Mikey Moore may be playing a semantic game, though. Are we paid to deny claims? In one respect, absolutely! We are paid to administer a health plan, and to deny claims that are incorrectly submitted, against policy guidelines (cosmetic, for example), and experimental. That’s one of the benefits we bring to the client. We know which claims are not to be paid.

Another semantic game? When we used to pay claims “back in the day”, we pended claims with not enough information (or incorrect info). Nowadays, we deny them, and wait to provider replies. It’s very clear (on the EOB) that we’re denying until we receive better info. Claims processors are reviewed on how many claims they process (quantity AND quality) per day. Coudl you construe that to mean they’re compensated to deny claims? Possibly, but I think it’s a weak argument.

-Cem

My husband and I refinanced our home recently and we keep getting offers for insurance to pay off the loan in case one of us kicks the bucket. This would be fantastic as my husband is a Shit Magnet and most certainly will die from a freak accident someday. The problem is the only situation any of these offers cover is if you are crossing the street stone cold sober, get hit by a truck and die immediately. If you don’t die and linger for some six months or get an infection from the injury and then die, you don’t get squat.
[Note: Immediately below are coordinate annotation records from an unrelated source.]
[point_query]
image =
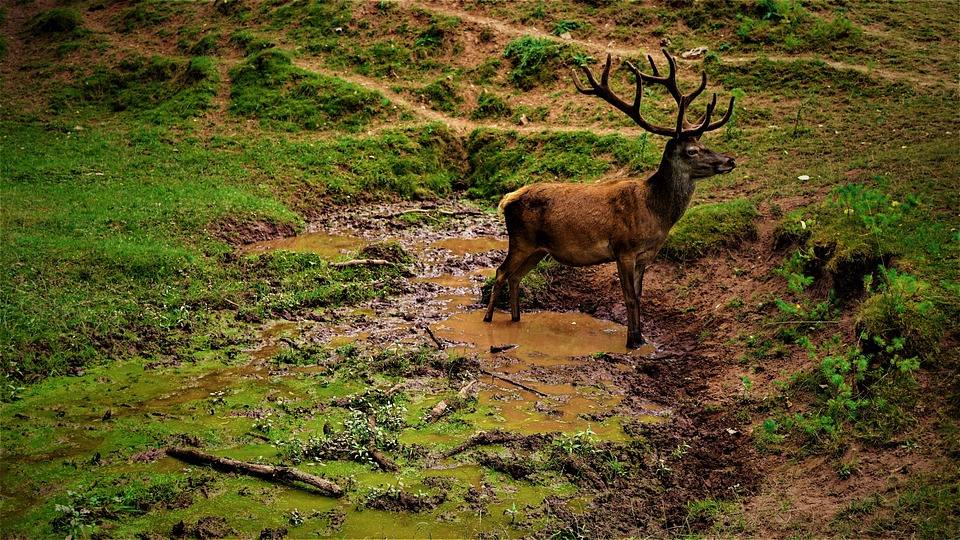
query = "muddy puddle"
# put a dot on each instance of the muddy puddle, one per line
(557, 375)
(527, 365)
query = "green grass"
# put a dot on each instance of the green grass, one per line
(267, 87)
(114, 234)
(709, 227)
(502, 162)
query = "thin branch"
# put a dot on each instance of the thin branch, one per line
(515, 383)
(286, 475)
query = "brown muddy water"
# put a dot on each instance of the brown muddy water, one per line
(528, 380)
(545, 374)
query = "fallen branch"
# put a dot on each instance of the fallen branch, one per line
(362, 262)
(383, 460)
(267, 472)
(495, 436)
(432, 211)
(437, 411)
(515, 383)
(440, 345)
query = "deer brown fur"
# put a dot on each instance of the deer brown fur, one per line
(624, 221)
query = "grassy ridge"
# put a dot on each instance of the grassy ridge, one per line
(114, 234)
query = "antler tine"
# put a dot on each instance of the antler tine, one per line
(699, 127)
(719, 123)
(602, 89)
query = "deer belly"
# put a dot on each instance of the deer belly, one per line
(581, 253)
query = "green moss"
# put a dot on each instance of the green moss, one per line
(268, 87)
(709, 227)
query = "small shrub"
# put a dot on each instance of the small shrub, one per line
(709, 227)
(900, 309)
(55, 21)
(535, 61)
(490, 105)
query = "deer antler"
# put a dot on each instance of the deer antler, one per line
(683, 127)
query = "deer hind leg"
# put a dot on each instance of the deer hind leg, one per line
(630, 281)
(515, 264)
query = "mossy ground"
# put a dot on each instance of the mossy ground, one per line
(141, 144)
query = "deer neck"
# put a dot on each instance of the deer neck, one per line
(671, 189)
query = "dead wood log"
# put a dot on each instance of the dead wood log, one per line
(362, 262)
(495, 436)
(286, 475)
(440, 344)
(442, 212)
(515, 383)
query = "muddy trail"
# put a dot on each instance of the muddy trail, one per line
(561, 398)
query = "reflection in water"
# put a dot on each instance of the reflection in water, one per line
(464, 246)
(546, 334)
(328, 246)
(537, 372)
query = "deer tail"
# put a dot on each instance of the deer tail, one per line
(509, 198)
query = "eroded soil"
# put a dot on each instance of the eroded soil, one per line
(673, 451)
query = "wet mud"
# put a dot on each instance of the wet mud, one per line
(562, 371)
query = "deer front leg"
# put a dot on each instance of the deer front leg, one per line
(627, 270)
(514, 267)
(515, 279)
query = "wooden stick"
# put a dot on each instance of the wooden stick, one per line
(440, 345)
(515, 383)
(495, 436)
(383, 460)
(362, 262)
(267, 472)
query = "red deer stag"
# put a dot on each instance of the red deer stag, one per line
(624, 221)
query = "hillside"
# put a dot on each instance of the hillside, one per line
(264, 230)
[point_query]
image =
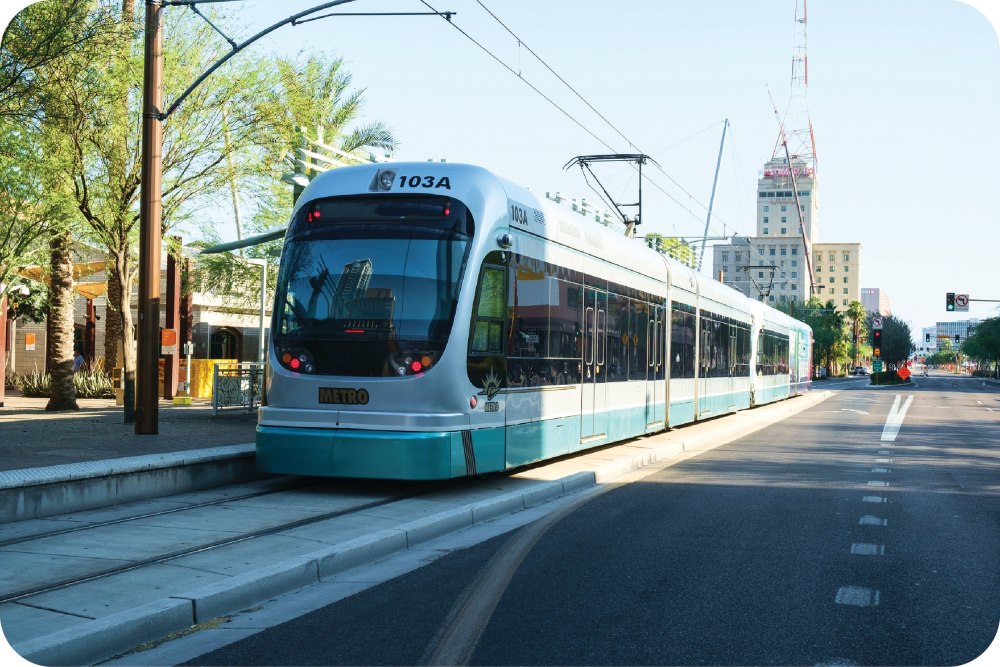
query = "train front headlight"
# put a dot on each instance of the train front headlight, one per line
(296, 359)
(412, 362)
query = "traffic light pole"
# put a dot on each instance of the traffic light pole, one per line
(150, 213)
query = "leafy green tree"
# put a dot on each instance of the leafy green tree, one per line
(43, 33)
(304, 95)
(100, 117)
(829, 333)
(983, 344)
(897, 343)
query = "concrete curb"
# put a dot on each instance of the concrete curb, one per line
(102, 638)
(40, 492)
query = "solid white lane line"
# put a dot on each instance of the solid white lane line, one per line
(895, 419)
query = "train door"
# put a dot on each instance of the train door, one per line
(656, 370)
(593, 411)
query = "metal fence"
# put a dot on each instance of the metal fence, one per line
(237, 386)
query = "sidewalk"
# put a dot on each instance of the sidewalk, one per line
(30, 437)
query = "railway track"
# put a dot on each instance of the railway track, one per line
(73, 544)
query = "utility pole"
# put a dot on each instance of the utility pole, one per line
(150, 200)
(150, 213)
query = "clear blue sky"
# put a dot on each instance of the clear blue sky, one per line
(903, 94)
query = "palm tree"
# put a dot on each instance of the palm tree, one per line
(317, 94)
(856, 313)
(62, 394)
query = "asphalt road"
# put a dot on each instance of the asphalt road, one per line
(863, 531)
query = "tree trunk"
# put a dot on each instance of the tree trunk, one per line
(62, 393)
(121, 278)
(112, 321)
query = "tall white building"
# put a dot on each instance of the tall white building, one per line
(773, 265)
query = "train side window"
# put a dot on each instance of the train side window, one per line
(487, 325)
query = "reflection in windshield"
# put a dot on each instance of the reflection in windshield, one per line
(355, 295)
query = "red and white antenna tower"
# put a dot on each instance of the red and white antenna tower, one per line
(796, 123)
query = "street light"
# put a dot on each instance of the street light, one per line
(22, 291)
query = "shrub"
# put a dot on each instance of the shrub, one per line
(87, 383)
(93, 384)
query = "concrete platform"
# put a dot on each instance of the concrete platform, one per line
(107, 617)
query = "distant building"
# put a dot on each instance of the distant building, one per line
(875, 301)
(948, 330)
(772, 265)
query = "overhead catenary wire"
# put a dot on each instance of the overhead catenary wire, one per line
(576, 121)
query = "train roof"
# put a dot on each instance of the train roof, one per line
(545, 219)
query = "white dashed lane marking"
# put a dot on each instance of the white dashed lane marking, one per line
(857, 596)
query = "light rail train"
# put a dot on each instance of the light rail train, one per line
(433, 320)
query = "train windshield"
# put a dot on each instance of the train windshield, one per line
(368, 285)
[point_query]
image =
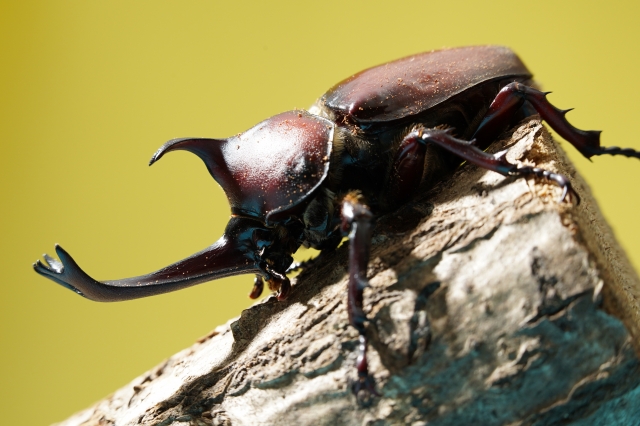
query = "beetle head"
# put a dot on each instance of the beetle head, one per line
(270, 168)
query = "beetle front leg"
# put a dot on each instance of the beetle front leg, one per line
(514, 95)
(357, 222)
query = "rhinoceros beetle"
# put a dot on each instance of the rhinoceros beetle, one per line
(365, 147)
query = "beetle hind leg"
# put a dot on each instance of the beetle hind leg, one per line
(494, 162)
(514, 95)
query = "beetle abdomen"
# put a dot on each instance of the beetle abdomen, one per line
(413, 84)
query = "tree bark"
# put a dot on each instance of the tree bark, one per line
(490, 303)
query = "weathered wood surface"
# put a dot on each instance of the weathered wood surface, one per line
(524, 328)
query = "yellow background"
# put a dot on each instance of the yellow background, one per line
(90, 89)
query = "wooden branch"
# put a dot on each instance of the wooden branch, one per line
(524, 327)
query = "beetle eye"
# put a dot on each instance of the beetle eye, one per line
(316, 216)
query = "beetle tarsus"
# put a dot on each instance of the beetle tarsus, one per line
(258, 287)
(561, 180)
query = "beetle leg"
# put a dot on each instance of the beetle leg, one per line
(407, 168)
(511, 98)
(494, 162)
(258, 286)
(357, 221)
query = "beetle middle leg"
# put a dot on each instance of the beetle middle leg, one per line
(357, 221)
(514, 95)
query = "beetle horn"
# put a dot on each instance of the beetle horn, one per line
(207, 149)
(228, 256)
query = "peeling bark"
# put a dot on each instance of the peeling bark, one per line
(490, 303)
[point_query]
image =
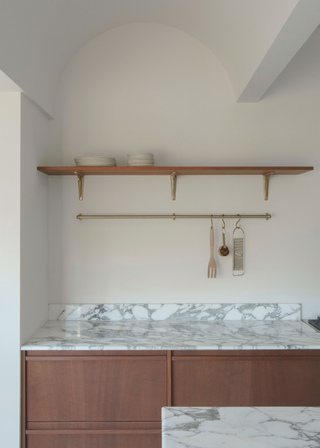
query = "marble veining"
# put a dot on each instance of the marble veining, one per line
(262, 427)
(154, 312)
(174, 335)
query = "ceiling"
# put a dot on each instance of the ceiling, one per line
(253, 39)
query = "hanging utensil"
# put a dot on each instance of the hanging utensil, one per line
(223, 250)
(238, 251)
(212, 264)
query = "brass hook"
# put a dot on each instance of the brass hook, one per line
(238, 227)
(223, 223)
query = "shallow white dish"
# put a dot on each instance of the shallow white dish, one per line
(95, 161)
(140, 156)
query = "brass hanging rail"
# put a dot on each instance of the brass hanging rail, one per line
(173, 216)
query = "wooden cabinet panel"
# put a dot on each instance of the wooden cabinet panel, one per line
(96, 389)
(129, 440)
(246, 381)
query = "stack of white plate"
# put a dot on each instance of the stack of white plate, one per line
(143, 159)
(95, 161)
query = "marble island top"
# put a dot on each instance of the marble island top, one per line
(174, 335)
(264, 427)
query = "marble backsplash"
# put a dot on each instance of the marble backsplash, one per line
(175, 312)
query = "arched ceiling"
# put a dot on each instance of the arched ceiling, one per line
(253, 39)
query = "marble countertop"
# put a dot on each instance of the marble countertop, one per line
(263, 427)
(174, 335)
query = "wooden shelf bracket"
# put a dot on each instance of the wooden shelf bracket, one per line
(80, 184)
(173, 182)
(266, 178)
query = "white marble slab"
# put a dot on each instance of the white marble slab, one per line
(170, 335)
(263, 427)
(176, 312)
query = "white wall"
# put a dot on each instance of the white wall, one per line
(34, 220)
(152, 88)
(10, 269)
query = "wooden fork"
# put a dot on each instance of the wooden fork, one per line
(212, 264)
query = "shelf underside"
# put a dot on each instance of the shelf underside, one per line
(179, 170)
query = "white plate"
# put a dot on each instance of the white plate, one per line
(95, 164)
(141, 156)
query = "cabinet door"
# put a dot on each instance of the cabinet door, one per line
(96, 389)
(246, 381)
(129, 440)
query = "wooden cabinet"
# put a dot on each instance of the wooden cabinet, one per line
(93, 399)
(94, 389)
(246, 378)
(130, 439)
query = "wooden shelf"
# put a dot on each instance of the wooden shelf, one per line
(168, 170)
(173, 171)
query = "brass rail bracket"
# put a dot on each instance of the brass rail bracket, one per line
(266, 178)
(80, 184)
(173, 182)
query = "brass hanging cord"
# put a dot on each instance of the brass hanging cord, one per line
(173, 216)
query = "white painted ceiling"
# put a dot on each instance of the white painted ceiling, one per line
(253, 39)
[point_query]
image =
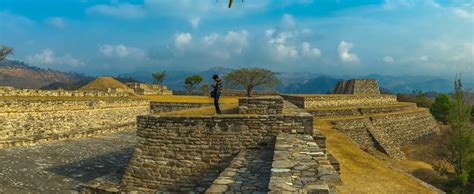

Or if you took a couple prescribed pills before the truck hit you, you get nothing, much less if you were walking home from the bar becasue you had a few and didn’t think you should drive. Each has many more exclusions. Why would ANYONE sign up? They usually run about $30 bucks a month, but with no medical screening. Woo-hoo.

Sorry - I forgot I had posted a question!

Yes to both you guys, that does explain the process much better. I get so frustrated when I get told that yes, we cover that but make sure your doc codes it as XXX because most people code it as YYY and we won’t cover it that way. It all has a very “wink, wink, nudge nudge” feel to it (hold your hand to left when you sign, that’s the secret to getting the claim paid!) but I think the reason I get frustrated is because I look at it as a personal irritation, and not part of a larger picture. Which I bet is the case for most insurance irritations.

Thanks guys!

ETA - wonder what I can get that would be medically referred to as XXX, cause that sure sounds fun!